Rom wurde bereits vor Weihnachten von ständigen Regenfällen heimgesucht, und Bürgermeister Roberto Gualtieri erließ für Dienstag eine Verordnung, die den öffentlichen Zugang zu Parks und anderen Bereichen, in denen die Gefahr von umstürzenden Bäumen und Überschwemmungen besteht, einschränkt.

Weiter nördlich bedeckte Bologna den Schnee und gab den Skifahrern in den Dolomiten Grund zum Jubeln, obwohl für die kommenden Tage für weite Teile des nördlichen und zentralen Teils der Halbinsel eisige Temperaturen vorhergesagt werden.

In Großbritannien sinken die Temperaturen

Ein Kälteeinbruch ließ die Temperatur in nördlichen Teilen Großbritanniens über Nacht auf minus 12,5 Grad Celsius sinken, da Schnee den Schienen-, Straßen- und Flugverkehr behinderte und Hunderte von Schulen geschlossen wurden.

Pferderennen und Fußballspiele wurden wegen Schnee und Frost abgesagt, während ein durch Eis verursachter Stromausfall das U-Bahn-System von Glasgow lahmlegte.

Für Nordschottland wurden am Dienstag bis zu 15 Zentimeter Schnee prognostiziert, wo einige Menschen bereits durch frühere Stürze eingeschneit waren.

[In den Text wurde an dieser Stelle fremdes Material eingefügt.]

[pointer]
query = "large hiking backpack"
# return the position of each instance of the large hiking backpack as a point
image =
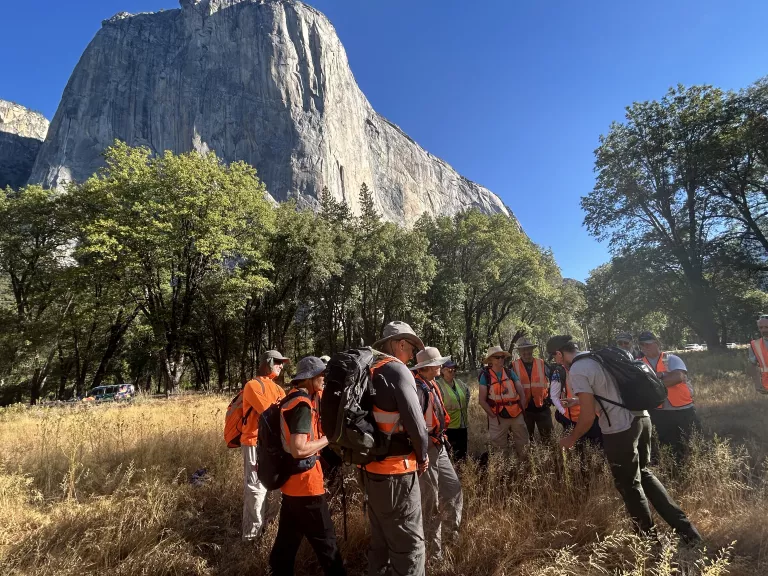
(234, 421)
(639, 387)
(346, 407)
(275, 465)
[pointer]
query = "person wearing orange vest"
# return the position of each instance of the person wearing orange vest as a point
(304, 511)
(675, 419)
(758, 356)
(501, 397)
(532, 373)
(258, 395)
(391, 485)
(441, 495)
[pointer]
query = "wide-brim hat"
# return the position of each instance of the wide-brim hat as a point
(430, 356)
(398, 331)
(309, 367)
(493, 350)
(524, 343)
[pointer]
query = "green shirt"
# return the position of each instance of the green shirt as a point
(456, 400)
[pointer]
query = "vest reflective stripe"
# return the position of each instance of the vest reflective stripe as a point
(761, 354)
(678, 395)
(537, 385)
(456, 402)
(503, 394)
(290, 405)
(389, 423)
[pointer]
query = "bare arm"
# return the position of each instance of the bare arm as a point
(303, 447)
(586, 418)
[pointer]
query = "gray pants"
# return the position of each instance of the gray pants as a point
(259, 505)
(397, 534)
(441, 499)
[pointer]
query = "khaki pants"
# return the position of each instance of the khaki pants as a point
(259, 504)
(499, 429)
(397, 533)
(441, 500)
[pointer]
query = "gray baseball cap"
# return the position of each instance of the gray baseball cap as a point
(309, 367)
(399, 331)
(273, 355)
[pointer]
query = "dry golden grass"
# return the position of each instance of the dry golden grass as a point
(105, 489)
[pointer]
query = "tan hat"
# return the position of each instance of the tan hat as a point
(430, 356)
(398, 331)
(524, 343)
(493, 350)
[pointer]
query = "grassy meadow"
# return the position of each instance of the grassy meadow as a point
(107, 489)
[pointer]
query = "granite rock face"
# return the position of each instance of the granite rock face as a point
(22, 132)
(264, 81)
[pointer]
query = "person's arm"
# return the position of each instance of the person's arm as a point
(586, 419)
(303, 447)
(554, 394)
(411, 415)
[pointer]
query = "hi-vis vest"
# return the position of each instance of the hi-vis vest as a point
(389, 423)
(456, 401)
(537, 385)
(678, 395)
(434, 409)
(761, 354)
(502, 393)
(572, 413)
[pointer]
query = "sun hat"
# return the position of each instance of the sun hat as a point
(493, 350)
(398, 331)
(647, 336)
(309, 367)
(430, 356)
(525, 343)
(273, 355)
(557, 343)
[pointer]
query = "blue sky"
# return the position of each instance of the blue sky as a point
(513, 93)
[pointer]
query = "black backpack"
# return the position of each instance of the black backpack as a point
(346, 407)
(639, 387)
(275, 465)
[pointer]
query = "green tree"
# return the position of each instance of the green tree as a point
(166, 225)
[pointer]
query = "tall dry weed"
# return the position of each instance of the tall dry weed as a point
(106, 489)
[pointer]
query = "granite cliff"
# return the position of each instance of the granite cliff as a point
(265, 81)
(22, 132)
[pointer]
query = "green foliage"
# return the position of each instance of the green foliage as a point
(681, 198)
(174, 270)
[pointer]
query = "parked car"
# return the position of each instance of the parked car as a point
(111, 392)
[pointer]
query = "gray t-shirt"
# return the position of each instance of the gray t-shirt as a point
(673, 363)
(588, 376)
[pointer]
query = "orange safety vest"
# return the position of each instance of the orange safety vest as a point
(537, 385)
(572, 412)
(435, 415)
(310, 482)
(389, 423)
(503, 394)
(761, 354)
(678, 395)
(258, 395)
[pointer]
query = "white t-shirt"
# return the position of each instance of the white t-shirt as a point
(588, 376)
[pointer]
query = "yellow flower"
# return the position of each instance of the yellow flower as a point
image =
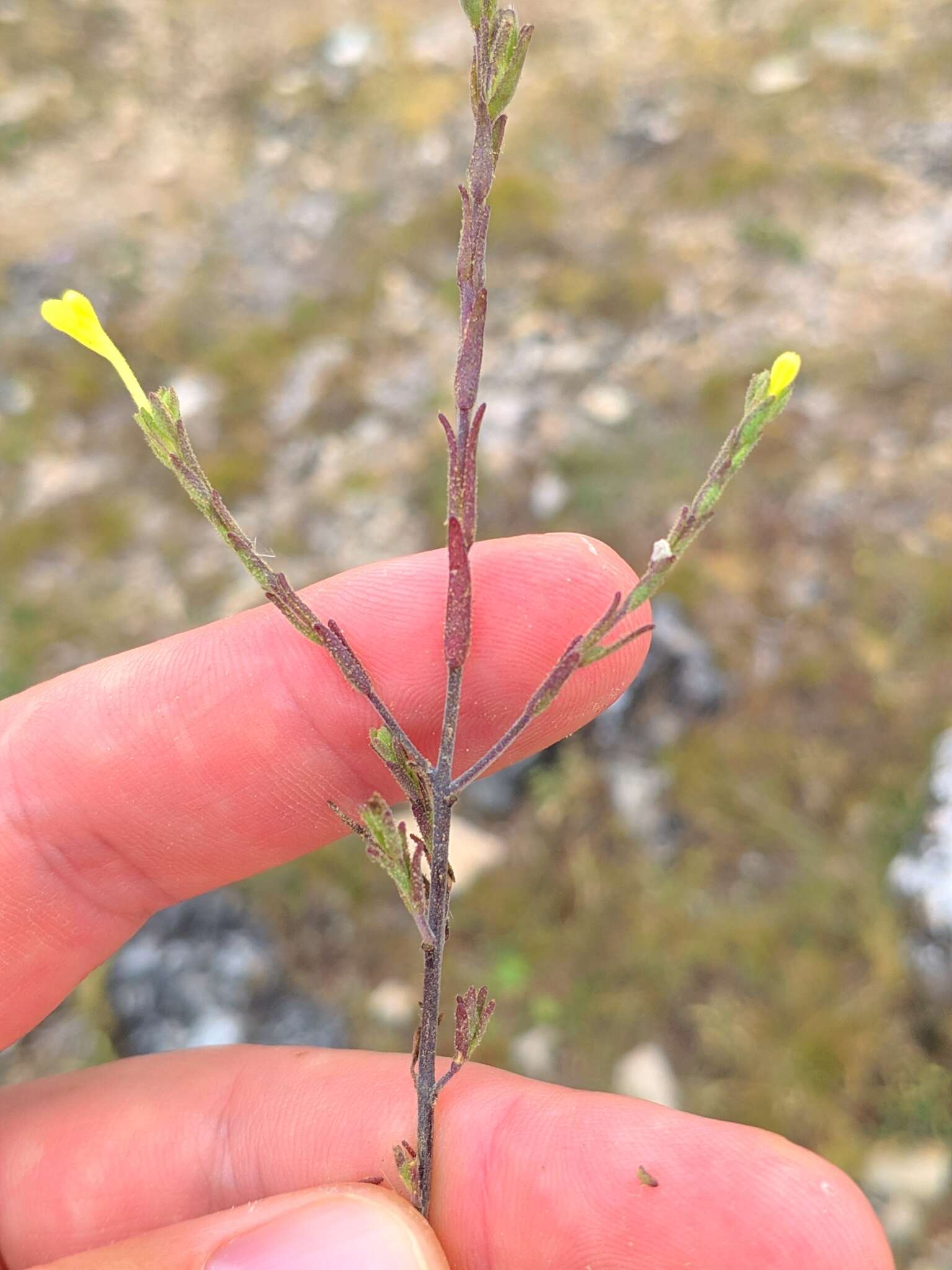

Der nordostschottlandische Gesetzgeber Andrew Bowie sagte, die Situation sei „kritisch“ und forderte die Entsendung von Soldaten, um den Schnee zu räumen und den gestrandeten Menschen Nahrung und medizinische Versorgung zu besorgen.

Eisiger Balkan

Sowohl heftiger Schneefall als auch starker Regen fegten über die Balkanländer, ließen Flüsse anschwellen und führten zu Verkehrsproblemen sowie Unterbrechungen in der Strom- und Wasserversorgung.

In Serbien führten einige westliche Gemeinden aufgrund des schlechten Wetters Notmaßnahmen ein.

In Bosnien stoppte Glatteis am Dienstagmorgen Autos und zwang Autofahrer, auf dem Weg zum Berg Bjelasnica oberhalb von Sarajevo am Straßenrand zu parken.

Heftiger Wind und stürmischer Seegang verwüsteten die Adriaküste in Kroatien und Montenegro. Videoaufnahmen zeigten, wie das Meer während eines Sturms durch Ferienhäuser in Ada Bojana im Süden Montenegros fegte.